What Does the American Prairie Have to Do with the Modern Data Stack?
Successful data analytics teams are emergent; they are rarely the result of conscious human design, reasoning, and planning. Instead, the best teams often emerge out of spontaneity that responds to the needs of internal customers and tradeoffs of serving those customers efficiently over the short-run and long-run. They tend to be built from modest beginnings and grow as a result of virtuous cycles, as opposed to mirroring the best practices of successful companies.
I recently re-listened to an EconTalk podcast on the American prairie, a storied and romanticized ecological system that today is virtually extinct. The host, Russ Roberts, urged listeners to picture the prairie.
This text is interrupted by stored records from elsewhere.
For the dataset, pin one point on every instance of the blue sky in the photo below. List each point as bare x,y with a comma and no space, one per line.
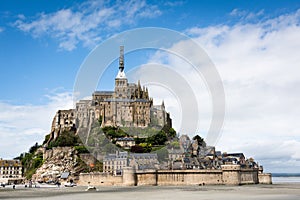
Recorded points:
252,43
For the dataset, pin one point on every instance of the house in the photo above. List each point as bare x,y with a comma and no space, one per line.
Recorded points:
126,142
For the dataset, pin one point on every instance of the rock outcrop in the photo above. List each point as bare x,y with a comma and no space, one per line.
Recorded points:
56,161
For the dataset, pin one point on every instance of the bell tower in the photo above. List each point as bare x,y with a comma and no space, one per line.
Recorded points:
121,81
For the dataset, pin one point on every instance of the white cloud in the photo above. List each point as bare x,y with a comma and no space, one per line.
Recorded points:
259,65
85,23
23,125
246,15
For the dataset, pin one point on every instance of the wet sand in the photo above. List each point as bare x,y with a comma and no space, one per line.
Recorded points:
275,191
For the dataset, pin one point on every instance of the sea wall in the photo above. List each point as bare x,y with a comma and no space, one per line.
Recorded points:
189,177
265,178
228,175
99,178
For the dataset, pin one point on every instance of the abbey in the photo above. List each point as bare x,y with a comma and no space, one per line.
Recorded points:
129,105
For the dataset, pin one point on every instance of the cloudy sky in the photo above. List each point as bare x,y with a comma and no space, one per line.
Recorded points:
254,45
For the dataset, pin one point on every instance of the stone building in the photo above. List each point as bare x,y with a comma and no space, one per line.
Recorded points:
114,163
126,142
143,161
10,171
129,105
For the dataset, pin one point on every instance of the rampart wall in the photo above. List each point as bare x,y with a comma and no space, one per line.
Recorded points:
228,175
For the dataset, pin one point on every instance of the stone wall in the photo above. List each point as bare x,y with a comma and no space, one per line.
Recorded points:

There “would be an abundance of plants, long grasses of various colors, a palette of flowers, some trees. You'd see the original ‘amber waves of grain’ [and] you'd also see a variety of animals going about their daily ritual.”
Roberts then challenged listeners to recreate a prairie. So, you try, do the thought experiment. How, with an unlimited budget, might you construct a prairie; what steps would you need to produce one? He then proposed a solution:
"Buy a plot of land where prairie likely thrived in the past.
Check the libraries. Look for old photos of the prairie. Obtain the most complete list available of all the plant and animal members of a prairie ecosystem.
Collect samples of all the relevant species, e.g., seeds of plants, male and female pairs of animals.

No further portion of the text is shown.